Question 7
Domain 1: Data Preparation for Machine Learning (ML)A company uses a hybrid cloud environment. A model that is deployed on premises uses data in Amazon 53 to provide customers with a live conversational engine. The model is using sensitive data. An ML engineer needs to implement a solution to identify and remove the sensitive data. Which solution will meet these requirements with the LEAST operational overhead?
Correct answer: C
Explanation
Amazon Macie is designed to "identify and protect sensitive data" in Amazon S3, so it can find the sensitive information with minimal management. Using AWS Lambda to remove the data automates remediation without standing up and maintaining a separate processing platform, meeting the least operational overhead requirement.
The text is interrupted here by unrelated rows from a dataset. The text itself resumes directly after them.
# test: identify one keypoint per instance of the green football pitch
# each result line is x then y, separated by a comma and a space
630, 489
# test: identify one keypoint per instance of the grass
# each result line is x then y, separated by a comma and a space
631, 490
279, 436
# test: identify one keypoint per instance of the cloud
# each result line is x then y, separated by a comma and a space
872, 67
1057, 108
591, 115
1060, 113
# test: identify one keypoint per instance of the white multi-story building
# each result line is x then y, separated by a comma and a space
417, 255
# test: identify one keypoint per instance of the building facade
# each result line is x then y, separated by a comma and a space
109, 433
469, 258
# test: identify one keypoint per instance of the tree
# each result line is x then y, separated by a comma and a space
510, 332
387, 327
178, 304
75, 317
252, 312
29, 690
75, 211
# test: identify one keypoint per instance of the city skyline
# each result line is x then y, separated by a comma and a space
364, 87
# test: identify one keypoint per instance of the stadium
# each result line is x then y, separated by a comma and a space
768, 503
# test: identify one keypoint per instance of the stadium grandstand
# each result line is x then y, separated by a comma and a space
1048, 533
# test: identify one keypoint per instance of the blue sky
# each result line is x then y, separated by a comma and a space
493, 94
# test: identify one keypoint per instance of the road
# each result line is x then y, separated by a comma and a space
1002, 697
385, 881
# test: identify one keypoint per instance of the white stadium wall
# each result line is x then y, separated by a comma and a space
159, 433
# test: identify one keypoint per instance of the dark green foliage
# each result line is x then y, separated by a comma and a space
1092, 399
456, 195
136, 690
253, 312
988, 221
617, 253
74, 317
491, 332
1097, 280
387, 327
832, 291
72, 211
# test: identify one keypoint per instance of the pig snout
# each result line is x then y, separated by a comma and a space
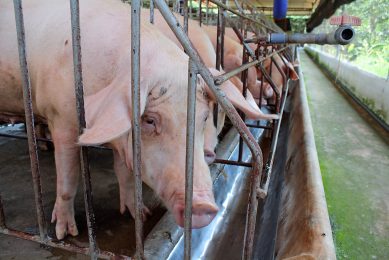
204, 209
209, 156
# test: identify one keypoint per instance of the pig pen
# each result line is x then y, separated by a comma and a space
292, 221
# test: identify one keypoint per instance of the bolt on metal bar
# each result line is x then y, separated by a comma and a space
2, 216
28, 107
79, 93
257, 159
152, 11
190, 139
136, 121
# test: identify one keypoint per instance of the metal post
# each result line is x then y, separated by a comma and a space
32, 143
151, 11
190, 136
185, 11
136, 131
200, 13
206, 13
79, 92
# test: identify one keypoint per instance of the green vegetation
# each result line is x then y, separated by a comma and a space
370, 49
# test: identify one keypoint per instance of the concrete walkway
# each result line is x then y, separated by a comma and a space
354, 162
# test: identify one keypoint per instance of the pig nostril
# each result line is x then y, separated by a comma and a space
209, 156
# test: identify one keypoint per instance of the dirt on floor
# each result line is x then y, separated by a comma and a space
115, 232
354, 161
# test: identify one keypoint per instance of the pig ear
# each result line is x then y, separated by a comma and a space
107, 115
248, 106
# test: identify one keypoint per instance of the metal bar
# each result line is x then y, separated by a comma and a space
259, 126
343, 35
136, 131
232, 115
47, 140
200, 12
226, 76
61, 245
185, 11
2, 216
220, 4
152, 11
237, 163
244, 82
28, 107
273, 147
79, 92
206, 12
190, 138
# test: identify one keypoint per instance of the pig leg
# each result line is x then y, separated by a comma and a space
67, 166
126, 186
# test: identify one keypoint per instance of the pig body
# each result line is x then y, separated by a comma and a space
105, 39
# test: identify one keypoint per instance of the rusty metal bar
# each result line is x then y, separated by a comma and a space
237, 163
2, 216
79, 93
200, 12
152, 11
28, 107
136, 130
233, 116
226, 76
269, 165
190, 139
220, 4
244, 82
61, 245
206, 12
22, 137
273, 86
185, 12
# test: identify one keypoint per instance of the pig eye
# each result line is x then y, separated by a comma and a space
150, 124
149, 121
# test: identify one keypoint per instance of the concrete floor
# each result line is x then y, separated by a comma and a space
17, 194
354, 161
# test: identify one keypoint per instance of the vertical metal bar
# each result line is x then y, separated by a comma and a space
185, 16
190, 136
152, 11
200, 13
2, 216
32, 143
79, 92
136, 131
190, 9
206, 13
251, 214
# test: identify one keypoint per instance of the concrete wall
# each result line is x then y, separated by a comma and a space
372, 90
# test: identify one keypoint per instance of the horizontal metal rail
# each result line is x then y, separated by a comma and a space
60, 244
224, 6
226, 76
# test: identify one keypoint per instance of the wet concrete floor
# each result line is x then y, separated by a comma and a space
354, 161
115, 232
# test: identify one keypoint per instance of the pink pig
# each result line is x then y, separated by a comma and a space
105, 36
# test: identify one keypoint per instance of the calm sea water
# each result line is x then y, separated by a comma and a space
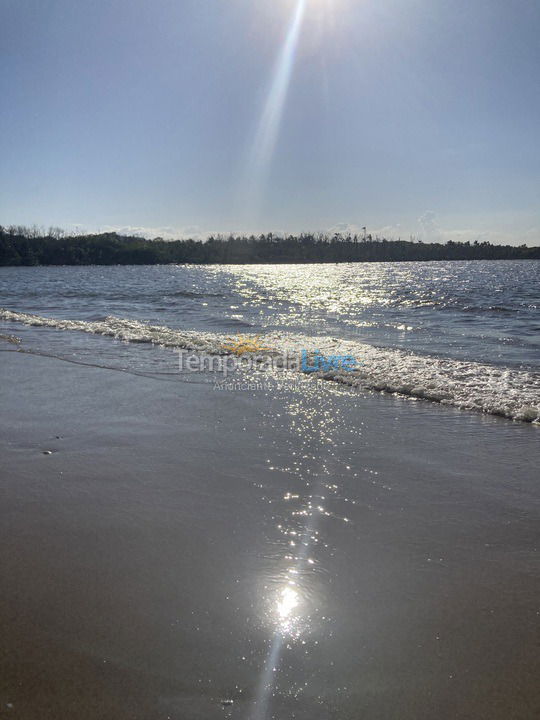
474, 319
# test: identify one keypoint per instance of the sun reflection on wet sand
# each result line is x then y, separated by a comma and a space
293, 597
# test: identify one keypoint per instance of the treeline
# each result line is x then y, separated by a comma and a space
23, 246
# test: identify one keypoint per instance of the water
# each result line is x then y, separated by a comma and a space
462, 333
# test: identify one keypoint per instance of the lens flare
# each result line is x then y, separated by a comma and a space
265, 140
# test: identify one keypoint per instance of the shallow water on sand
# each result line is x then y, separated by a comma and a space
301, 552
464, 333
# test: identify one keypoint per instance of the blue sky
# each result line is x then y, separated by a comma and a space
178, 117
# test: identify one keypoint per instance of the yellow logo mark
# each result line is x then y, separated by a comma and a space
245, 344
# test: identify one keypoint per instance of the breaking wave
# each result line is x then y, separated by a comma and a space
507, 392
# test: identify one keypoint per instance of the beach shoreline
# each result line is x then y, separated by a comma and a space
145, 558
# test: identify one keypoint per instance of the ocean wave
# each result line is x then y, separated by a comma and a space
507, 392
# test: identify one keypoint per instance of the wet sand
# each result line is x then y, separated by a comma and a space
305, 554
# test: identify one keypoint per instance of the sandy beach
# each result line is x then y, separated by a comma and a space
307, 554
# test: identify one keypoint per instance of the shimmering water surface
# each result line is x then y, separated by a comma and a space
461, 333
307, 550
484, 311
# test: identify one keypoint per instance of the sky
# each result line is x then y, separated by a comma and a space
180, 118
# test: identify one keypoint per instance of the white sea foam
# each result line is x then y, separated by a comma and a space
497, 390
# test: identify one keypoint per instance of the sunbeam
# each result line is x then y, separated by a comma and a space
265, 139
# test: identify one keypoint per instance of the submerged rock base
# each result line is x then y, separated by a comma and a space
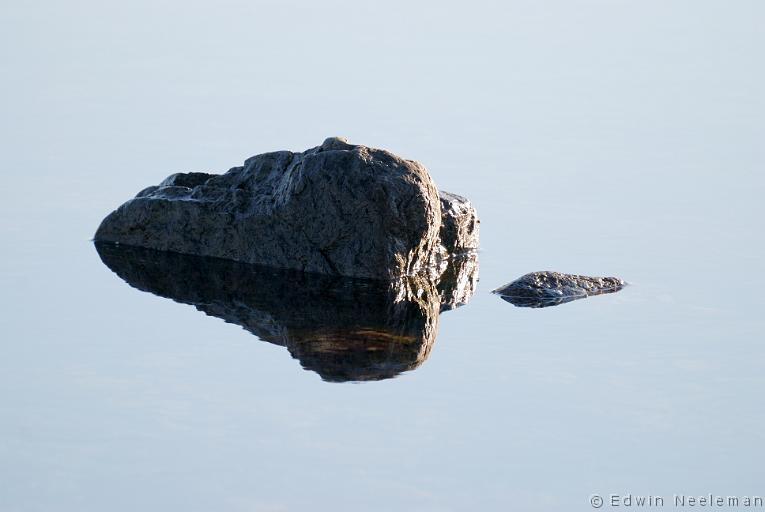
342, 328
544, 289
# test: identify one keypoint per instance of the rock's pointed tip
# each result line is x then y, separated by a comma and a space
335, 143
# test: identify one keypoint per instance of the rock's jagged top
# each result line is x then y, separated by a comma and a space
338, 209
543, 289
342, 328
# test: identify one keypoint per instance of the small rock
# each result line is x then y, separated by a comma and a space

Why each option is right or wrong
A. Deploy the model on Amazon SageMaker. Create a set of AWS Lambda functions to identify and remove the sensitive data.
SageMaker hosts ML workloads, but Lambda-based detection recreates functionality Macie already provides for S3.
B. Deploy the model on an Amazon Elastic Container Service (Amazon ECS) cluster that uses AWS Fargate. Create an AWS Batch job to identify and remove the sensitive data.
ECS with Fargate and AWS Batch adds managed compute layers, increasing operational complexity for a data-discovery task.
C. Use Amazon Macie to identify the sensitive data. Create a set of AWS Lambda functions to remove the sensitive data.
Amazon Macie is the managed service in AWS that discovers and classifies sensitive data in Amazon S3, so it directly addresses the identification requirement without building a custom scanner or ETL pipeline. Under the AWS Lambda pricing model, you can trigger functions on S3 events to remediate objects automatically, avoiding servers and reducing operational burden compared with running a separate data-processing stack.
D. Use Amazon Comprehend to identify the sensitive data. Launch Amazon EC2 instances to remove the sensitive data.
Comprehend analyzes text, but EC2 instances require more infrastructure management than a managed S3-sensitive-data service.